Surgió el Black Power y de esas luchas se llegó a lo Afro Americano para señalar una población con un origen común, como podrían ser los italo Americanos o los Irlandeses Americanos o los Chino Americanos. De allí nos llegó la influencia para re denominar a nuestras comunidades con origen Africano, ahora reconocidas como Afro Colombianas.

Otros conceptos lingüísticos que se transformaron fueron los relacionados con las limitaciones o condiciones físicas. Recuerdo que en mi infancia se hablaba de “Minusválidos” para referirnos a personas que hoy llamados invidentes y antes eran ciegos o a aquellos que tenían limitaciones motrices que les decíamos cojos o mancos o mucho peor “bobos” a quienes las tenían de carácter cognitivo.

Mas tarde aprendimos a no hablar de “maricas” ni de “marimachos” cuando nos referíamos a personas con opciones sexuales diversas y por supuesto de allí derivaron las siglas LGBTI, que requieren todo un doctorado para entender las sutilezas de sus diferencias.
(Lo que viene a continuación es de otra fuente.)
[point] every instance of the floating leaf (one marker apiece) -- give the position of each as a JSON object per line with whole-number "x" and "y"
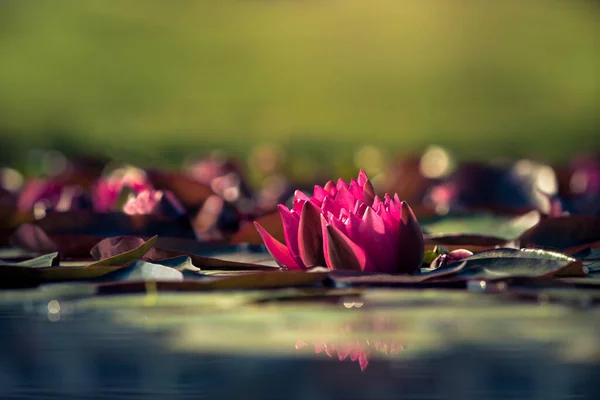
{"x": 501, "y": 263}
{"x": 128, "y": 256}
{"x": 113, "y": 246}
{"x": 245, "y": 281}
{"x": 484, "y": 225}
{"x": 569, "y": 233}
{"x": 144, "y": 271}
{"x": 46, "y": 260}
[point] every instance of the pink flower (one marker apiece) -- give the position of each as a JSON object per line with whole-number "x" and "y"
{"x": 39, "y": 195}
{"x": 108, "y": 189}
{"x": 345, "y": 226}
{"x": 153, "y": 202}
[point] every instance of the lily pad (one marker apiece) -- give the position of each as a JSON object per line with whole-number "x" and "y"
{"x": 128, "y": 256}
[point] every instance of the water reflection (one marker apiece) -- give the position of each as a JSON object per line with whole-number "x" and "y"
{"x": 359, "y": 349}
{"x": 393, "y": 345}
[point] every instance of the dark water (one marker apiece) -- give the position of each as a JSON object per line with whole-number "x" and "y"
{"x": 92, "y": 354}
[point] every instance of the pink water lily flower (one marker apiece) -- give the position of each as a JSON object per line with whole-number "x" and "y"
{"x": 108, "y": 189}
{"x": 153, "y": 202}
{"x": 344, "y": 226}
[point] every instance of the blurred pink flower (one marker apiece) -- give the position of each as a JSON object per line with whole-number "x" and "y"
{"x": 345, "y": 226}
{"x": 355, "y": 350}
{"x": 39, "y": 195}
{"x": 451, "y": 257}
{"x": 153, "y": 202}
{"x": 107, "y": 190}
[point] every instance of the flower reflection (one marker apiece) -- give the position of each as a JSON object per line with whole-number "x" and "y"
{"x": 347, "y": 346}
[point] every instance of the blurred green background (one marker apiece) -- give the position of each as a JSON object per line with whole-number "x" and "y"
{"x": 151, "y": 81}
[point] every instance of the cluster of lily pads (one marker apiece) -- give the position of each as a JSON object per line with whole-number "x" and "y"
{"x": 496, "y": 224}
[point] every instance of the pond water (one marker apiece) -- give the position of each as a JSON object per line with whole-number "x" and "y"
{"x": 287, "y": 344}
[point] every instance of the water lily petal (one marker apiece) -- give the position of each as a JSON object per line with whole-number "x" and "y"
{"x": 279, "y": 251}
{"x": 340, "y": 184}
{"x": 299, "y": 199}
{"x": 342, "y": 253}
{"x": 363, "y": 361}
{"x": 330, "y": 188}
{"x": 319, "y": 194}
{"x": 362, "y": 178}
{"x": 345, "y": 199}
{"x": 291, "y": 223}
{"x": 310, "y": 236}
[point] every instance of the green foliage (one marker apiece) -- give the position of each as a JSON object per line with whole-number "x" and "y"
{"x": 154, "y": 80}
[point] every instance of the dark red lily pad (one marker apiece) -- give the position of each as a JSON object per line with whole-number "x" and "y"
{"x": 190, "y": 192}
{"x": 270, "y": 222}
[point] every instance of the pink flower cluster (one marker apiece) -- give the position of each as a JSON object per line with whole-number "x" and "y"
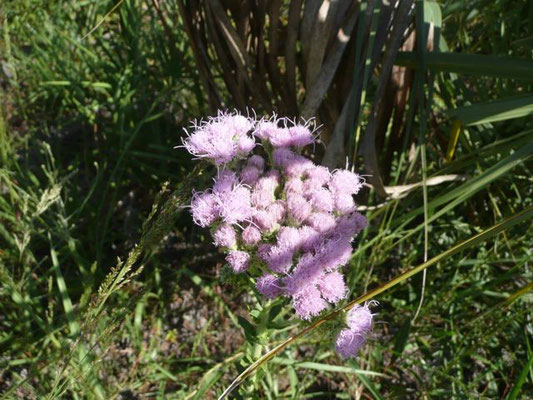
{"x": 351, "y": 339}
{"x": 276, "y": 213}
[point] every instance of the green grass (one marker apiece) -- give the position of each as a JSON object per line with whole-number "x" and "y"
{"x": 109, "y": 291}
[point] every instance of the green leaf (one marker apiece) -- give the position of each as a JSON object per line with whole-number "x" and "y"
{"x": 471, "y": 64}
{"x": 249, "y": 329}
{"x": 499, "y": 110}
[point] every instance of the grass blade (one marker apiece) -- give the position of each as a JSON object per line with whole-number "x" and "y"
{"x": 476, "y": 239}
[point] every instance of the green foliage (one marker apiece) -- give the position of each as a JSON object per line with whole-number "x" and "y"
{"x": 108, "y": 290}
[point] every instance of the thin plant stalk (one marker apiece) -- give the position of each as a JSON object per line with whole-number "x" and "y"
{"x": 482, "y": 236}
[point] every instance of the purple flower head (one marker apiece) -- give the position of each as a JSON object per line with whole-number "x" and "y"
{"x": 321, "y": 199}
{"x": 309, "y": 237}
{"x": 299, "y": 208}
{"x": 257, "y": 161}
{"x": 318, "y": 175}
{"x": 280, "y": 137}
{"x": 245, "y": 144}
{"x": 235, "y": 205}
{"x": 332, "y": 287}
{"x": 277, "y": 210}
{"x": 204, "y": 208}
{"x": 251, "y": 235}
{"x": 279, "y": 259}
{"x": 264, "y": 220}
{"x": 335, "y": 253}
{"x": 221, "y": 139}
{"x": 308, "y": 303}
{"x": 297, "y": 166}
{"x": 322, "y": 222}
{"x": 300, "y": 136}
{"x": 344, "y": 181}
{"x": 282, "y": 157}
{"x": 351, "y": 224}
{"x": 290, "y": 238}
{"x": 307, "y": 273}
{"x": 359, "y": 318}
{"x": 224, "y": 182}
{"x": 225, "y": 236}
{"x": 294, "y": 185}
{"x": 269, "y": 286}
{"x": 350, "y": 340}
{"x": 238, "y": 260}
{"x": 265, "y": 129}
{"x": 263, "y": 194}
{"x": 237, "y": 124}
{"x": 344, "y": 203}
{"x": 250, "y": 175}
{"x": 348, "y": 343}
{"x": 296, "y": 219}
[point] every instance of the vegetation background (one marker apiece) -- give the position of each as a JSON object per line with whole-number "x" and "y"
{"x": 109, "y": 291}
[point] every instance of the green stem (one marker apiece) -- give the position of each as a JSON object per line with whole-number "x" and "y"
{"x": 494, "y": 230}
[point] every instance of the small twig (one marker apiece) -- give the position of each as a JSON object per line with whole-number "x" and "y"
{"x": 103, "y": 19}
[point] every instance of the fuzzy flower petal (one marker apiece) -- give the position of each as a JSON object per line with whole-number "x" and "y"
{"x": 269, "y": 286}
{"x": 238, "y": 260}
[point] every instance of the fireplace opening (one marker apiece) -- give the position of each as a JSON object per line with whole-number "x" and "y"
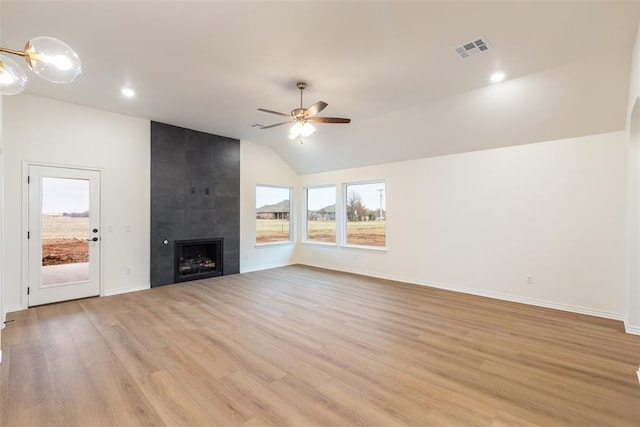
{"x": 197, "y": 259}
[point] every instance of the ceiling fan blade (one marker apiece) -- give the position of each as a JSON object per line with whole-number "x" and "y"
{"x": 277, "y": 124}
{"x": 329, "y": 120}
{"x": 274, "y": 112}
{"x": 315, "y": 109}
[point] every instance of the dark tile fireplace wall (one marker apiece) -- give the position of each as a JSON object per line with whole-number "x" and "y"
{"x": 195, "y": 194}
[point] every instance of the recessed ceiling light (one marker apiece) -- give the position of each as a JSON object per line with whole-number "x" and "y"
{"x": 127, "y": 92}
{"x": 497, "y": 77}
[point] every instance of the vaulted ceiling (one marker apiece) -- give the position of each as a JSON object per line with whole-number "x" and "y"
{"x": 388, "y": 65}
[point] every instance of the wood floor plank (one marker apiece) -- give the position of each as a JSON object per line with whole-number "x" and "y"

Los pobres, se convirtieron en población vulnerable y los pordioseros en habitantes de la calle. Así como las prostitutas pasaron a ser trabajadores sexuales y las “cocineras o entreras” empleadas domésticas.

Las mujeres tampoco nos quedamos atrás y empezamos a exigir un lenguaje incluyente. Para generar conciencia sobre nuestra existencia hubo que hacer énfasis en que habían niños y niñas, que se debía saludar con un todos y todas, que debíamos hablar de arquitecta, ingeniera, abogada, etc.

Reconocer estos cambios es también reconocer que la sociedad ha ido cambiando para bien afortunadamente, porque esas denominaciones no eran gratuitas, cada una de ellas generaba un prejuicio, una forma ideológica de ver a las personas.

Poco a poco, se fue dando esta revolución silenciosa que cambió el idioma para siempre incluyendo nuevas acepciones, formas más respetuosas de nombrar la diferencia y sobre todo de reconocer que se existe.

En otros espacios, que no se refieren a las personas, se empezó a hablar de los temas ambientales, de los derechos de los seres sintientes, que en general son los que antes llamábamos animales o de lo que era basura y ahora son residuos, así se incrementó el léxico con palabras garantistas, todas derivadas de una concepción más holística del universo.

Debemos estar atentos porque ha llegado la contra ofensiva de la derecha internacional y tal vez muchas cosas retornen a ser llamadas con sus viejas, xenófobas, misóginas y discriminadoras formas de señalarlas. Lo que se puede poner de moda con Trump es un mundo donde se vuelvan a etiquetar con palabras degradantes lo que había sido renombrado y entonces tendremos un muncho hecho al estilo de los WASP “White, Anglo, Saxon People” que significa gente blanca anglo sajona, es decir los Donal Trump que pasan a gobernar el planeta.